Heart Failure: A Controlled Trial Investigating Outcomes of Exercise Training (HF-ACTION) was a multicenter, randomized controlled trial designed to examine the safety and efficacy of aerobic exercise training versus usual care in 2,331 patients with systolic heart failure (HF). In HF-ACTION patients with rest transthoracic echocardiographic measurements, the predictive value of 8 Doppler echocardiographic measurements-left ventricular (LV) diastolic dimension, mass, systolic (ejection fraction) and diastolic (mitral valve peak early diastolic/peak late diastolic [E/A] ratio, peak mitral valve early diastolic velocity/tissue Doppler peak early diastolic myocardial velocity [E/E'] ratio, and deceleration time) function, left atrial dimension, and mitral regurgitation severity-was examined for a primary end point of all-cause death or hospitalization and a secondary end point of cardiovascular disease death or HF hospitalization.

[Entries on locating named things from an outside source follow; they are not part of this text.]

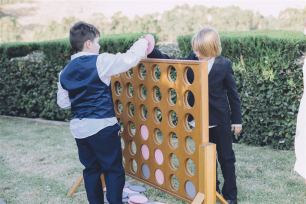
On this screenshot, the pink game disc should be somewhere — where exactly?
[140,125,149,140]
[154,149,164,165]
[155,169,165,185]
[144,34,155,55]
[141,145,150,160]
[129,194,148,203]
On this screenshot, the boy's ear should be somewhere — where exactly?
[83,40,91,49]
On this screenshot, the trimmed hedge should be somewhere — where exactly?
[0,34,141,120]
[178,32,306,149]
[0,32,306,149]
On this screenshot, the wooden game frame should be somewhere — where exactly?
[68,59,226,204]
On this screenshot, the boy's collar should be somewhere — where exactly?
[71,52,97,60]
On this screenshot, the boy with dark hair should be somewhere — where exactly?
[57,22,151,204]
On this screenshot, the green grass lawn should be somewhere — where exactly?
[0,117,306,204]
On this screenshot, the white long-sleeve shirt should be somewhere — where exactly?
[57,39,148,139]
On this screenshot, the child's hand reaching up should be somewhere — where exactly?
[143,34,155,55]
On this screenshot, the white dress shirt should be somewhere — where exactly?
[57,39,148,139]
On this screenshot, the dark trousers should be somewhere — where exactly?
[209,125,237,200]
[76,124,125,204]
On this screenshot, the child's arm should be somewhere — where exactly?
[148,48,170,59]
[97,38,148,78]
[225,62,242,134]
[57,74,71,109]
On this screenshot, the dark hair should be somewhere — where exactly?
[69,21,100,52]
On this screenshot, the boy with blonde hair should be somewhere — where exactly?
[148,27,242,204]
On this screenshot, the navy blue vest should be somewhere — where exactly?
[60,55,115,119]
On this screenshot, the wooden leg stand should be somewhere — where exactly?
[192,143,227,204]
[67,174,106,197]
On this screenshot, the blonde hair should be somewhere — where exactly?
[191,27,222,57]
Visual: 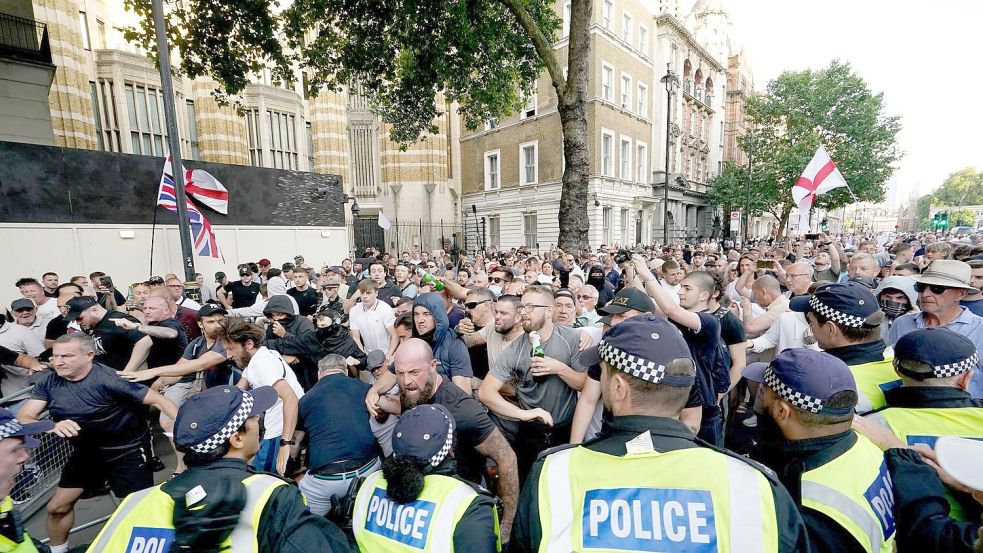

Also compared was the prognostic value of echocardiographic variables versus peak oxygen consumption (Vo(2)). Mitral valve E/A and E/E' ratios were more powerful independent predictors of clinical end points than the LV ejection fraction but less powerful than peak Vo(2). In multivariate analyses for predicting the primary end point, adding E/A ratio to a basic demographic and clinical model increased the C-index from 0.61 to 0.62, compared with 0.64 after adding peak Vo(2). For the secondary end point, 6 echocardiographic variables, but not the LV ejection fraction or left atrial dimension, provided independent predictive power over the basic model. The addition of E/E' or E/A to the basic model increased the C-index from 0.70 to 0.72 and 0.73, respectively (all p values <0.0001). Simultaneously adding E/A ratio and peak Vo(2) to the basic model increased the C-index to 0.75 (p <0.0005). No echocardiographic variable was significantly related to the change from baseline to 3 months in exercise peak Vo(2). In conclusion, the addition of echocardiographic LV diastolic function variables improves the prognostic value of a basic demographic and clinical model for cardiovascular disease outcomes.

译文

心力衰竭:运动训练的对照试验研究结果(HF-ACTION)是一项多中心,随机对照试验,旨在检查有氧运动训练与常规护理相比对2331例收缩期心力衰竭(HF)患者的安全性和有效性。在进行静息经胸超声心动图测量的HF-ACTION患者中,8种多普勒超声心动图测量的预测价值-左心室(LV)舒张大小,质量,收缩压(射血分数)和舒张压(二尖瓣峰值舒张早期/峰值舒张末期[E / A]比,二尖瓣舒张早期峰值速度/组织多普勒峰值舒张早期心肌速度[E / E']比和减速时间)功能,左心房尺寸和二尖瓣关闭不全的严重程度-被作为所有患者的主要终点-导致死亡或住院,以及心血管疾病死亡或HF住院的次要终点。还比较了超声心动图变量与峰值耗氧量(Vo(2))的预后价值。二尖瓣E / A和E / E'比比LV射血分数更有效的临床终点独立预测因子,但不如峰值Vo(2)强大。在用于预测主要终点的多变量分析中,将E / A比添加到基本人口统计和临床模型中后,C指数从0.61增至0.62,而在增加峰值Vo(2)之后则为0.64。对于次要终点,6个超声心动图变量而不是LV射血分数或左心房尺寸对基本模型提供了独立的预测能力。在基本模型中添加E / E'或E / A会使C指数分别从0.70增加到0.72和0.73(所有p值<0.0001)。同时将E / A比和峰值Vo(2)添加到基本模型中会使C指数增加到0.75(p <0.0005)。没有超声心动图变量与运动峰值Vo(2)从基线到3个月的变化显着相关。总之,超声心动图左室舒张功能变量的增加改善了心血管疾病预后的基本人口统计学和临床​​模型的预后价值。